Directed by Quentin Dupieux. Cast: Stephen Spinella, Jack Plotnick, Wings Hauser, Roxane Mesquida, Remy Thorne, David Bowe, Ethan Cohn, Charley Koontz, Devin Brochu, Daniel Quinn, Cecilia Antoinette, Hayley Holmes, Haley Ramm, Courtney Taylor, James Parks, Thomas F. Duffy, Blake Robbins, Tara Jean O'Brien. 2011 80 minutes Rated: (for some violent images and language).
Reviewed by Dustin Putman, March 6, 2011.
A murderous tire paves a bloody path through the California desert in the category-defying "Rubber," a film with a premise so out-there one could imagine it turning into either a masterpiece or one of the most idiotic pictures in recent memory. Had writer-director Quentin Dupieux treated things with a strictly serious slant and built a darker, more threatening tone, he would have been on the right track. With a lonely, desolate settingmuch of the narrative takes place at a dusty moteland razor-sharp cinematography (also courtesy of Dupieux) aiding the material, the filmmaker could have easily made a veritably scary little horror tale. Dupieux does not trust his audience enough to commit to this, so he opts for a satirical slant wherein the ridiculousness of the plot is acknowledged in the first scene: Lieutenant Chad (Stephen Spinella) breaks the fourth wall and speaks to the cameraand audienceabout the film being "an homage to no reason." You see, plenty of far-fetched or contrived elements are littered throughout cinema, and the viewer automatically accepts them without question. With that kind of thinking in place, why not make an inanimate object such as a tire be the killer?

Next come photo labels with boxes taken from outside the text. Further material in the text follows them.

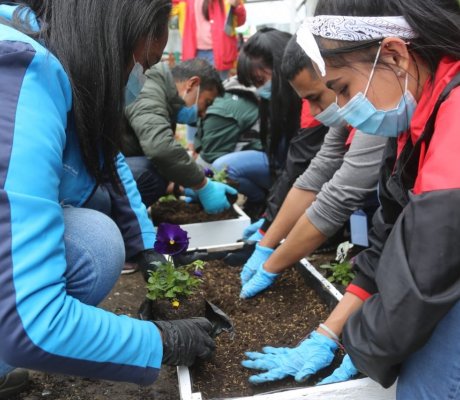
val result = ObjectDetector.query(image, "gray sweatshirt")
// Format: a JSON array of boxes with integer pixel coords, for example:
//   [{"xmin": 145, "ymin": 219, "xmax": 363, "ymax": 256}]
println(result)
[{"xmin": 294, "ymin": 128, "xmax": 387, "ymax": 237}]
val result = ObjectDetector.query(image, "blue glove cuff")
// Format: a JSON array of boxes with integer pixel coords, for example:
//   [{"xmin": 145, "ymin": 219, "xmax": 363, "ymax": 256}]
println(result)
[
  {"xmin": 256, "ymin": 243, "xmax": 275, "ymax": 257},
  {"xmin": 300, "ymin": 331, "xmax": 339, "ymax": 352},
  {"xmin": 259, "ymin": 265, "xmax": 279, "ymax": 280}
]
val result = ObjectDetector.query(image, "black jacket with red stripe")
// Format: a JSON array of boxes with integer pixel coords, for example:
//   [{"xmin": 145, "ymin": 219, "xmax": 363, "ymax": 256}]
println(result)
[{"xmin": 343, "ymin": 58, "xmax": 460, "ymax": 387}]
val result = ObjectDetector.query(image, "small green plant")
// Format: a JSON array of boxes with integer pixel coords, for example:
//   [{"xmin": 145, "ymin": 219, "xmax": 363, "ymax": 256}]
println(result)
[
  {"xmin": 203, "ymin": 167, "xmax": 228, "ymax": 183},
  {"xmin": 147, "ymin": 260, "xmax": 204, "ymax": 307},
  {"xmin": 320, "ymin": 242, "xmax": 355, "ymax": 286}
]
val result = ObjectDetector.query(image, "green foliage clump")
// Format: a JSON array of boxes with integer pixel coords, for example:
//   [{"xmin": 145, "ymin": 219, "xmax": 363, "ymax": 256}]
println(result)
[
  {"xmin": 320, "ymin": 261, "xmax": 355, "ymax": 286},
  {"xmin": 320, "ymin": 242, "xmax": 355, "ymax": 286},
  {"xmin": 212, "ymin": 168, "xmax": 228, "ymax": 183},
  {"xmin": 147, "ymin": 260, "xmax": 204, "ymax": 300}
]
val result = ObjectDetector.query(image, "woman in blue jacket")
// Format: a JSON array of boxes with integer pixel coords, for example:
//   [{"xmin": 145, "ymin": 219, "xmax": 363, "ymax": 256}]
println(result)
[{"xmin": 0, "ymin": 0, "xmax": 214, "ymax": 395}]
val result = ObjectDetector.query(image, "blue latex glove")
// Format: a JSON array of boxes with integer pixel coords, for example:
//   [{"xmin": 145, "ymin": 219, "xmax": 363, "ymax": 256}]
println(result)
[
  {"xmin": 318, "ymin": 354, "xmax": 359, "ymax": 385},
  {"xmin": 241, "ymin": 332, "xmax": 337, "ymax": 384},
  {"xmin": 240, "ymin": 243, "xmax": 275, "ymax": 285},
  {"xmin": 195, "ymin": 179, "xmax": 238, "ymax": 214},
  {"xmin": 246, "ymin": 230, "xmax": 264, "ymax": 242},
  {"xmin": 240, "ymin": 264, "xmax": 279, "ymax": 299},
  {"xmin": 243, "ymin": 218, "xmax": 265, "ymax": 240},
  {"xmin": 184, "ymin": 188, "xmax": 198, "ymax": 203}
]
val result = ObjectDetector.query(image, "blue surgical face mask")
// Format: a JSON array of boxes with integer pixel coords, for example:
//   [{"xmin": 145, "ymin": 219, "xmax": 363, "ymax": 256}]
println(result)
[
  {"xmin": 257, "ymin": 79, "xmax": 272, "ymax": 100},
  {"xmin": 125, "ymin": 56, "xmax": 146, "ymax": 106},
  {"xmin": 315, "ymin": 101, "xmax": 347, "ymax": 128},
  {"xmin": 339, "ymin": 48, "xmax": 417, "ymax": 137},
  {"xmin": 176, "ymin": 86, "xmax": 200, "ymax": 125}
]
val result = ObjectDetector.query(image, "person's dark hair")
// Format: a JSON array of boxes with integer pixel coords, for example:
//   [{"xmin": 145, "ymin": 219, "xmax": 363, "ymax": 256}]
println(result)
[
  {"xmin": 201, "ymin": 0, "xmax": 225, "ymax": 21},
  {"xmin": 171, "ymin": 58, "xmax": 224, "ymax": 96},
  {"xmin": 281, "ymin": 35, "xmax": 317, "ymax": 81},
  {"xmin": 315, "ymin": 0, "xmax": 460, "ymax": 75},
  {"xmin": 0, "ymin": 0, "xmax": 171, "ymax": 192},
  {"xmin": 237, "ymin": 28, "xmax": 302, "ymax": 168}
]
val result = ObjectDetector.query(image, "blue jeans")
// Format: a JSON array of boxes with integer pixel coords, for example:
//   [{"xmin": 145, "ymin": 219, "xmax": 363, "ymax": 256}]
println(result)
[
  {"xmin": 0, "ymin": 207, "xmax": 125, "ymax": 377},
  {"xmin": 126, "ymin": 156, "xmax": 168, "ymax": 208},
  {"xmin": 212, "ymin": 150, "xmax": 271, "ymax": 203},
  {"xmin": 396, "ymin": 302, "xmax": 460, "ymax": 400}
]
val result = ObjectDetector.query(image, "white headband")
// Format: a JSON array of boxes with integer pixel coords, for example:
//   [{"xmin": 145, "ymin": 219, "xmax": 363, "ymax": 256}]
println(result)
[{"xmin": 297, "ymin": 15, "xmax": 417, "ymax": 76}]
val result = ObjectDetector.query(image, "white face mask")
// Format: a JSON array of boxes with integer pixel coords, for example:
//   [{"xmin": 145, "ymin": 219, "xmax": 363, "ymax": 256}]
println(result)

The tire (billed in the end credits as "Robert," har, har!) rises from the desert one bright, sunshiny day and starts rolling along on its own, flattening anything in its path (e.g., an empty water bottle, a scorpion). When it has trouble destroying a glass beer bottle, the tire turns to psychokinetic powers that makes the object explode. From this, a nearly unstoppable maniac is unleashed, one with the ability to finally make people's heads spontaneously burst. As a ragtag group of onlookers with binoculars, metaphorically positioned as the audience viewing the movie, watch the events unfold, the police are called in to investigate a motel maid who has met a grisly end and the tire's central target, Sheila (Roxane Mesquida) an exotic young woman passing through who may be able to help them put an end to the reign of terror.
"Rubber" doesn't try to be the least bit creepy, only graphically violent. Its humor at the onset is cute, but it's there to make an early point about the disparateness of filmgoers and their overall propensity for suspending disbelief. Otherwise, the picture is, no pun intended, extraordinarily middle-of-the-road, neither working as slasher or slapstick. With virtually every human character peripheral or no more than cameo-sized in stature, there is no one to care even remotely about. "Rubber" finally boils down to the camera following a tire roll around, with animals and people we don't know getting their heads blown up. It's all barebones and overly literal. With respect to its initial ambition, it's also terribly boring, stretched to the brink at 80 minutes.